Following a multi-sport player strike that caused the postponement of MLS matches on August 27, 2020, Hansen expressed his disappointment in an interview with radio station KXRK, also threatening to cease funding the club due to players not playing to show support for Black Lives Matter and to protest the shooting of Jacob Blake. The comments were criticized by prominent MLS and NBA players, which caused him to later retract his comments in an interview with ESPN700 and issue an apology. An article published later that day in The Athletic reported a history of alleged racist comments made by Hansen about or in the presence of Black employees at the Wasatch Group and in the RSL organization. Further allegations were also published in The Salt Lake Tribune, including Hansen's mimicking of Black employee's accents, triggering investigations from MLS and NWSL. On August 30, 2020, MLS and NWSL announced that Hansen would explore selling Real Salt Lake, Real Monarchs, and the Utah Royals. In December 2020, Utah Soccer LLC announced that the Royals would move to Kansas City while a new franchise in Utah would be re-established in 2023.

==Philanthropy==

As of 2023, the Dell Loy Hansen Family Foundation has contributed $160 million towards education, healthcare, arts, and other causes in Utah. since the 2022 Russian invasion of Ukraine, the foundation has contributed $70 million to house displaced refugees and construct new facilities in Ukraine in collaboration with To Ukraine With Love. Hansen made several visits to Ukraine, where he toured donated homes with Ukrainian president Volodymyr Zelenskyy in 2023. The foundation's subsidiary, Hansen Ukrainian Mission, plans to provide free housing for five years and allow residents to buy their homes in the future.
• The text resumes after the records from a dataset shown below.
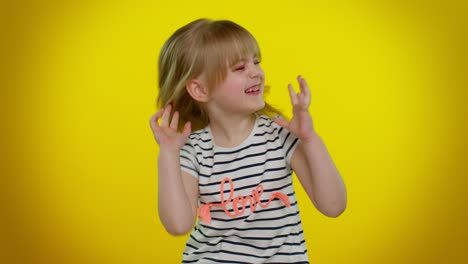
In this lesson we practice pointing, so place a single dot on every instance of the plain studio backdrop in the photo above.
(79, 83)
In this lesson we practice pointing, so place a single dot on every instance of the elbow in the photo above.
(178, 229)
(335, 210)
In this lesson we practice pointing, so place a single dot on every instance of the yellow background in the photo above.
(388, 83)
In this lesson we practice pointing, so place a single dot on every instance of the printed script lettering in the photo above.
(239, 202)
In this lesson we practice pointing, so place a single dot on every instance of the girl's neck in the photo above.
(231, 131)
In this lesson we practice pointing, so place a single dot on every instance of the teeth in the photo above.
(251, 90)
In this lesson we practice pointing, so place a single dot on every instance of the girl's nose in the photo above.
(254, 71)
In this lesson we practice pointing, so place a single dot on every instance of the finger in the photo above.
(166, 116)
(281, 122)
(304, 87)
(154, 118)
(187, 129)
(292, 94)
(175, 120)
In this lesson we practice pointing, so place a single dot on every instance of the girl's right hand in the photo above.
(166, 133)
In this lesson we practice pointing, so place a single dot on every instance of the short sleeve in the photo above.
(188, 159)
(289, 143)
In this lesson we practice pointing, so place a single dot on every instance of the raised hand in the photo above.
(166, 133)
(301, 124)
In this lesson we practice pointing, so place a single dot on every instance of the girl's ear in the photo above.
(197, 91)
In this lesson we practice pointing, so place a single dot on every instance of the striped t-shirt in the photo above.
(270, 234)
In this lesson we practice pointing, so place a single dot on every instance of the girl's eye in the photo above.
(240, 68)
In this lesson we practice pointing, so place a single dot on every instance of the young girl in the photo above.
(234, 172)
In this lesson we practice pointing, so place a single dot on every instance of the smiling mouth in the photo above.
(253, 89)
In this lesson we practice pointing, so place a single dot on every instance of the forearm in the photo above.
(175, 208)
(327, 185)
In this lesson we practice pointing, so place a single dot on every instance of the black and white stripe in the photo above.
(267, 235)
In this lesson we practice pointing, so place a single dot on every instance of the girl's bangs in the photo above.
(227, 48)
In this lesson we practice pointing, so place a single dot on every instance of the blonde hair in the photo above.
(202, 46)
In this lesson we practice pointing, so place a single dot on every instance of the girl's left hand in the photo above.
(301, 124)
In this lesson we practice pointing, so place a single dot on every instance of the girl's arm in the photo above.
(319, 177)
(311, 161)
(177, 190)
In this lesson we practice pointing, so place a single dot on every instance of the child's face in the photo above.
(242, 90)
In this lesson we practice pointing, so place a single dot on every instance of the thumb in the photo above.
(187, 130)
(281, 122)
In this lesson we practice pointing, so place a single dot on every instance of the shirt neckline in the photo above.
(240, 145)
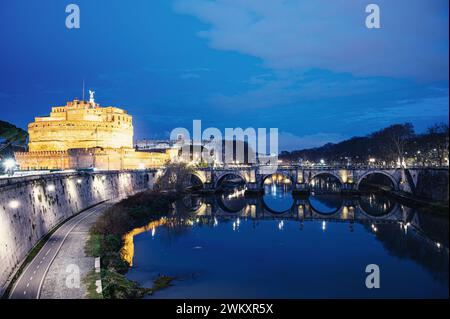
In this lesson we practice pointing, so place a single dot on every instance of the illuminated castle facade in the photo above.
(82, 134)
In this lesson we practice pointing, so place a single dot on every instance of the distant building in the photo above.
(82, 134)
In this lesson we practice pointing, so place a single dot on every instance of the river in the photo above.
(275, 246)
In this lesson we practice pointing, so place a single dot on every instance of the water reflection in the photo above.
(206, 235)
(325, 204)
(376, 204)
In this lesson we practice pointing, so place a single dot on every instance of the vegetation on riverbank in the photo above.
(107, 239)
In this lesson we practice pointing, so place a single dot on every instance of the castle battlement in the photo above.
(83, 134)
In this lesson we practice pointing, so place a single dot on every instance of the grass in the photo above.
(33, 252)
(106, 241)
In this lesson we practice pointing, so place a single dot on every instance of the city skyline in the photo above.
(231, 64)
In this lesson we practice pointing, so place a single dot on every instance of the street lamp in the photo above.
(9, 163)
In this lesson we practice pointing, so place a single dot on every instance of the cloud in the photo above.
(189, 76)
(289, 142)
(412, 43)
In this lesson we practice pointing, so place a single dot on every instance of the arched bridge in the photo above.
(302, 177)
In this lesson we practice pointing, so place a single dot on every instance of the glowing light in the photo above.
(14, 204)
(9, 163)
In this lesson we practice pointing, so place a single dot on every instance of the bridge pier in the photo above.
(208, 188)
(349, 188)
(254, 189)
(301, 189)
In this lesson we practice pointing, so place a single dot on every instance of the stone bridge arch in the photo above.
(385, 173)
(221, 174)
(285, 174)
(201, 175)
(332, 173)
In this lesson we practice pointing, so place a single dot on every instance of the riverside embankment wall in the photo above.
(31, 206)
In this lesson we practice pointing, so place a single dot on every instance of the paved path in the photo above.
(29, 284)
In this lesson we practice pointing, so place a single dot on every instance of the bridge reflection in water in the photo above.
(403, 231)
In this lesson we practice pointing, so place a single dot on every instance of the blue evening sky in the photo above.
(310, 68)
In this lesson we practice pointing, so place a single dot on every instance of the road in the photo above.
(29, 284)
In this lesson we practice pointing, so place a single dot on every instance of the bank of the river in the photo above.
(107, 240)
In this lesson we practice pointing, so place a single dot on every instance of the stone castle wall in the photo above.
(31, 206)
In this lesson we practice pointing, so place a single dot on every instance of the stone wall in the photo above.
(31, 206)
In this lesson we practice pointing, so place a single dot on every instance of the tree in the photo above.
(394, 140)
(176, 177)
(437, 138)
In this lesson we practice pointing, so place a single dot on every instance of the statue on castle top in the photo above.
(91, 98)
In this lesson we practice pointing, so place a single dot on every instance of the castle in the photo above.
(81, 135)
The program is also partially financed by donations from the sales of homes in the United States.

==Personal life==

Hansen and his first wife Karla Axtell had eight children. His daughter Robin played college soccer for the Utah State Aggies in 2012. He was later married in 1997 to Lynnette Hansen, a business executive and philanthropist. Hansen is currently married to Julie Aiken Hansen. He is a member of the Church of Jesus Christ of Latter-day Saints and was a missionary in Spain.

Hansen has a large coin collection that is kept in Salt Lake City. He began to expand his collection with high-value acquisitions in 2017 with the goal of surpassing numismatist Louis E. Eliasberg's collection of U.S. coins. The collection includes a rare 1894-S Barber dime acquired for $1.3 million in 2019 as well as a 1804 Draped Bust dollar for $2.64 million. Hansen plans to sell 3,000 pieces from his collection to fund his philanthropic activities and preserve the rest through the Dell Loy Hansen Numismatic Foundation.